Breaking Boundaries: ‘Miss AI’ Redefines Beauty Contests with Computer-Generated Women

The world’s first artificial intelligence beauty pageant has been launched by The Fanvue World AI Creator Awards (WAICAs), with a host of AI-generated images and influencers competing for a share of $20,000 (€18,600).

Participants of the Fanvue Miss AI pageant will be judged on three categories:

  • Their appearance: “the classic aspects of pageantry including their beauty, poise, and their unique answers to a series of questions.”
  • The use of AI tools: “skill and implementation of AI tools used, including use of prompts and visual detailing around hands and eyes.”
  • Their social media clout: “based on their engagement numbers with fans, rate of growth of audience and utilisation of other platforms such as Instagram”.

Participants need to submit their creations and answer a series of questions including “What would be your one dream to make the world a better place?”

The contestants of the Fanvue Miss AI pageant will be whittled down to a top 10 before the final three are announced at an online awards ceremony next month. The winner will go home with $5,000 (€4,600) cash and an “imagine creator mentorship programme” worth $3,000 (€2,800).

The co-founder, Will Monanage, has said he’s hoping it will become “the Oscars of the AI creator economy.”
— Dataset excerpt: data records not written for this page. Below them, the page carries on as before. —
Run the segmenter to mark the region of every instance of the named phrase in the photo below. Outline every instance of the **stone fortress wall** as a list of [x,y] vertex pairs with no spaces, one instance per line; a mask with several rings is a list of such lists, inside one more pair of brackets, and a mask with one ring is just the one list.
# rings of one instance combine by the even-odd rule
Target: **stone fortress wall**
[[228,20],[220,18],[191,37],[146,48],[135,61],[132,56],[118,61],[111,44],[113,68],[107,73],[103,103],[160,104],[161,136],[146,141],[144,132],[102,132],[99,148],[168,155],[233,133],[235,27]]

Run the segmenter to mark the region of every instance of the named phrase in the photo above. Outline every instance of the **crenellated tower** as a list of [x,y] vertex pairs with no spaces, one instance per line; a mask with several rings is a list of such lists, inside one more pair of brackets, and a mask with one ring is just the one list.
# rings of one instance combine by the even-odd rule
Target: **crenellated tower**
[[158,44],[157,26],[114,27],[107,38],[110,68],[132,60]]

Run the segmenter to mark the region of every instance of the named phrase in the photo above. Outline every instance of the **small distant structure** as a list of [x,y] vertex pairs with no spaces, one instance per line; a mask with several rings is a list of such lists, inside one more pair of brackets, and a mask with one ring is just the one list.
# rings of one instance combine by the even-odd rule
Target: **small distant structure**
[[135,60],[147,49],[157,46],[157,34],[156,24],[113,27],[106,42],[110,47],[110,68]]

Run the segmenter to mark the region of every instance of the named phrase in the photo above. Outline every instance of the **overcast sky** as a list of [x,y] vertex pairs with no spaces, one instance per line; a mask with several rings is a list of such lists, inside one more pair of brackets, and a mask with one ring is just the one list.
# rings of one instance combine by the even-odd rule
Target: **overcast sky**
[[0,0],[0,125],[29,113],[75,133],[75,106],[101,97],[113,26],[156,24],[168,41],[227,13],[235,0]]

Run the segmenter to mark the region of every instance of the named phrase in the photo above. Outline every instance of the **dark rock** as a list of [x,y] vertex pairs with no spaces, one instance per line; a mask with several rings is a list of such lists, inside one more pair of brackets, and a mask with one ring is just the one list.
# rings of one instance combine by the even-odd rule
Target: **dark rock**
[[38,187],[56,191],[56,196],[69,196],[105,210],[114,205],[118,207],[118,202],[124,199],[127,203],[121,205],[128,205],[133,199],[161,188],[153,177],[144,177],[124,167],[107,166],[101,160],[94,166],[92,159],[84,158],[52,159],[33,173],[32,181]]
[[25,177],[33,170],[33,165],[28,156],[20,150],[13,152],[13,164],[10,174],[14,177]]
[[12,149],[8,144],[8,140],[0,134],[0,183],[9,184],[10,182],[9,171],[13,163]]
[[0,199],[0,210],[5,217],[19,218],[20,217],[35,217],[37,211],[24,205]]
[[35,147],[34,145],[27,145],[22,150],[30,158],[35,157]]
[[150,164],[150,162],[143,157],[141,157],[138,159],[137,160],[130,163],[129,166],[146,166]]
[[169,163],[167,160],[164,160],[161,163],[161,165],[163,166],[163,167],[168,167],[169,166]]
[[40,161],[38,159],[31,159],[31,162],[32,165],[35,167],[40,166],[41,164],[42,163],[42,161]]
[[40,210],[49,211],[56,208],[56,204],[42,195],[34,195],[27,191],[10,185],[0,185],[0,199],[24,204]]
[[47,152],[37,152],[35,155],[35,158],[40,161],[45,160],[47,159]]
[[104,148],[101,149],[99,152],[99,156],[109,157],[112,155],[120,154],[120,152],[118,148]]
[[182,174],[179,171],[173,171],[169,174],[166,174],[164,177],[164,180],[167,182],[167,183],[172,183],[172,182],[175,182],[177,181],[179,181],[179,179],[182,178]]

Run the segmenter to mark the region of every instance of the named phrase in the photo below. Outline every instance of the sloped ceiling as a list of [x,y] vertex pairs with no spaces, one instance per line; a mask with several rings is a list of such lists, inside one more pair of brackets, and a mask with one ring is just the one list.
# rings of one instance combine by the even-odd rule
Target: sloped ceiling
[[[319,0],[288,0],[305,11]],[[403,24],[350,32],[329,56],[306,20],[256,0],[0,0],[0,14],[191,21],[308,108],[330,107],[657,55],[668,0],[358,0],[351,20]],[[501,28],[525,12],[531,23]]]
“The creator economy is an extremely exciting place to be in right now, and with the help of our platform, there’s been exponential growth in AI creators entering the space, growing their fanbases, and monetising content,” added Monanage.

Britain’s pageant historian Sally-Ann Fawcett is part of the panel of judges – one of the two human judges, as the panel includes AI models Emily Pelligrini (who became ‘famous’ last year after footballers and other celebrities apparently wrote to her believing she was real) and Aitana Lopez, a pink-haired fake spanish model who earns up to €10,000 a month for her male creator by modelling clothing for brands.

 

Fawcett said in a recent interview with British outlet the Daily Mail: “As one of the world’s only traditional pageantry historians it’s really exciting to be involved in an awards which feels so futuristic.”

“Interestingly, there are so many parallels between real life pageantry contestants and AI creators, and how they engage with their audiences,” she added.

 

Amidst the concerns that AI is threatening job security and artistic professions this move into the pageant industry just feels like the organizers have come up with the following: “Considering real beauty pageants are criticized for dehumanizing women, lets dodge that bullet by having contestants which aren’t human to begin with!”

Bright sparks.

There’s also the fact that a pageant of this nature further exacerbates unrealistic beauty standards through now computer-generated ‘perfection’. And there’s also no Mr AI competition yet, reinforcing once more a misogynistic streak to the gendered beauty norms.

“What would be your one dream to make the world a better place?”